Les Indians II affiche film

Réalisateur : David S. Ward

Année de Sortie : 1994

Origine : États-Unis

Genre : Baseball

Durée : 1H45

Le Roy du Bis : 6/10


Le Groupe vit bien


Cinq ans après, qui en ont paru un dans le film, les Indians reviennent défendre leur titre en «Major League» avec une suite boursouflée qui mise sur la continuité. Car on ne change pas une équipe qui gagne, ou presque. David S. Ward rempile ainsi avec la quasi-totalité du casting pour tenter de hisser une nouvelle fois sa franchise au sommet du box-office. Mais le triomphe surprise de 1989, qui avait vu les Indians frapper fort avec près de 50 millions de dollars de recettes mondiales, ne se reproduit pas. Cette fois, la machine s’enraye sérieusement, ne récoltant que 30 millions, tout juste de quoi rembourser son budget…

Pas de révolution majeure dans l’intrigue de cette séquelle, qui reprend peu ou prou la formule du premier opus en inversant simplement la dynamique. Cette fois, les Indians ne sont plus des minables, mais les grands favoris à la course au titre. Une position inconfortable qui met rapidement en lumière les failles du groupe. Roger Dorn (Corbin Bernsen) prend du galon en devenant directeur, mais son train de vie dispendieux met la franchise en péril, forçant le retour de Rachel Phelps, toujours prête à saborder l’équipe. Jake Taylor, désormais trop usé pour le terrain, officie comme coach adjoint aux côtés d’un Lou Brown (James Gammon) affaibli, dont la santé vacille autant que les résultats sportifs.

Sur le terrain, la déliquescence est tout aussi flagrante. Willie Mays Hayes (Omar Epps) traîne la patte après une blessure contractée dans une tentative ratée de carrière hollywoodienne. Pedro Cerrano (Dennis Haysbert) abandonne le vaudou pour une spiritualité plus zen, tandis que Rick Vaughn, alias «Wild Thing», semble davantage préoccupé par ses contrats publicitaires que par ses performances. À ce noyau en perte de repères s’ajoutent de nouvelles têtes : Jack Parkman (David Keith), pur produit du star-system au caractère explosif, Rube Baker, rookie plus intéressé par les playmates que par le jeu, ou encore Isuro Tanaka, attrapeur kamikaze prêt à se sacrifier à chaque action.

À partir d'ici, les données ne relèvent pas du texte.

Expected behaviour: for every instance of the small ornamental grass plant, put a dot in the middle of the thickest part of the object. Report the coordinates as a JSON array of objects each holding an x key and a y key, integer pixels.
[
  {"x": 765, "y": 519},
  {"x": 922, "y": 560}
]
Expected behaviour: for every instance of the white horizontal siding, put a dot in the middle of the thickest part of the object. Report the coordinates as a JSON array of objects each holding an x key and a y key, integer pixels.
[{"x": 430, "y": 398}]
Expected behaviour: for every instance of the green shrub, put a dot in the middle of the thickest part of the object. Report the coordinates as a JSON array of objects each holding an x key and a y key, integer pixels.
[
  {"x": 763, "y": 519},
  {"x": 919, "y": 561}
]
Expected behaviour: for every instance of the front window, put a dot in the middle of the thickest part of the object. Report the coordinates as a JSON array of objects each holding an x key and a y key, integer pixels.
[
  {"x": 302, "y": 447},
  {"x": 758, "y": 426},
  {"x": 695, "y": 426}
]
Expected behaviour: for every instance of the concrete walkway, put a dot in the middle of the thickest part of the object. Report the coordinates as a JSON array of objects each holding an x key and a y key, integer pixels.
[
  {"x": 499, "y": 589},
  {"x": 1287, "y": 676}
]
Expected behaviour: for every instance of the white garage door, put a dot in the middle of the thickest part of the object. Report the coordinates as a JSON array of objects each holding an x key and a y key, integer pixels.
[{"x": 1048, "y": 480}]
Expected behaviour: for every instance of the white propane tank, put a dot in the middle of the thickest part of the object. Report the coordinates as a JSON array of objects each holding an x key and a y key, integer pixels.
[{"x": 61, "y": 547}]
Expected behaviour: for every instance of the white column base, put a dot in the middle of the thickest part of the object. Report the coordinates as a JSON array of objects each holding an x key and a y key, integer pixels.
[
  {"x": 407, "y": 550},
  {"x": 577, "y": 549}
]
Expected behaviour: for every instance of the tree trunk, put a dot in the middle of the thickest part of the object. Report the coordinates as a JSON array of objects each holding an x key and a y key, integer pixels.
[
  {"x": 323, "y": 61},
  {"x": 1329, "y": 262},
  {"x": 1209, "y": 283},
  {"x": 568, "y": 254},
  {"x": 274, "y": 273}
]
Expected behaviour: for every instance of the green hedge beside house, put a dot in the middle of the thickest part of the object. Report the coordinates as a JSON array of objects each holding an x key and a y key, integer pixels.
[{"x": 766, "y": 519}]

Une cohésion fragile qui ne résiste pas longtemps à la spirale de défaites, attisant les tensions internes et la grogne du public.

Les Indians II critique film

Là où le premier film reposait sur une bande de losers attachants unis dans l’adversité, cette suite montre les effets nocifs du star-system, de l’embourgeoisement de l’équipe comme du public, et de l’individualisme au dépend du collectif. Après leur titre de champion, les Indians ne mouillent plus le maillot, se pavanent en limo, se dispersent dans des querelles d’ego, et s’enferment dans des comportements absurdes ou caricaturaux, reniant  jusqu’aux valeurs qui faisaient leur force. L’équilibre du groupe vole alors en éclats, écrasé par les mauvais résultats, la pression médiatique et les huées des supporters. Mais David S. Ward peine à renouveler son propos.

Derrière cette tentative de renverser la dynamique du premier film, la structure narrative reste identique et repose sur la réaction d’orgueil de ces bras cassés, capables de se sublimer sous la pression. Le problème, c’est que la mécanique apparaît plus forcée, et vidée de la fraîcheur qui faisait le sel de l’original.  L’humour repose toujours sur l’irrévérence et les facéties de ces demi-mongoliens, sur certains stéréotypes raciaux (les blagues sur les blacks et les asiatiques…), et sur son ambiance de vestiaire saturé de testostérone.

Plus bruyant, plus cher, mais nettement moins inspiré, le film illustre parfaitement ce que devient une équipe et une franchise qui a oublié pourquoi elle gagnait. Paradoxalement, les véritables Indians de Cleveland remporteront la ligue américaine et se hisseront en finale des World Series seulement un an après la sortie du film, réduisant la saga au rang de has-been.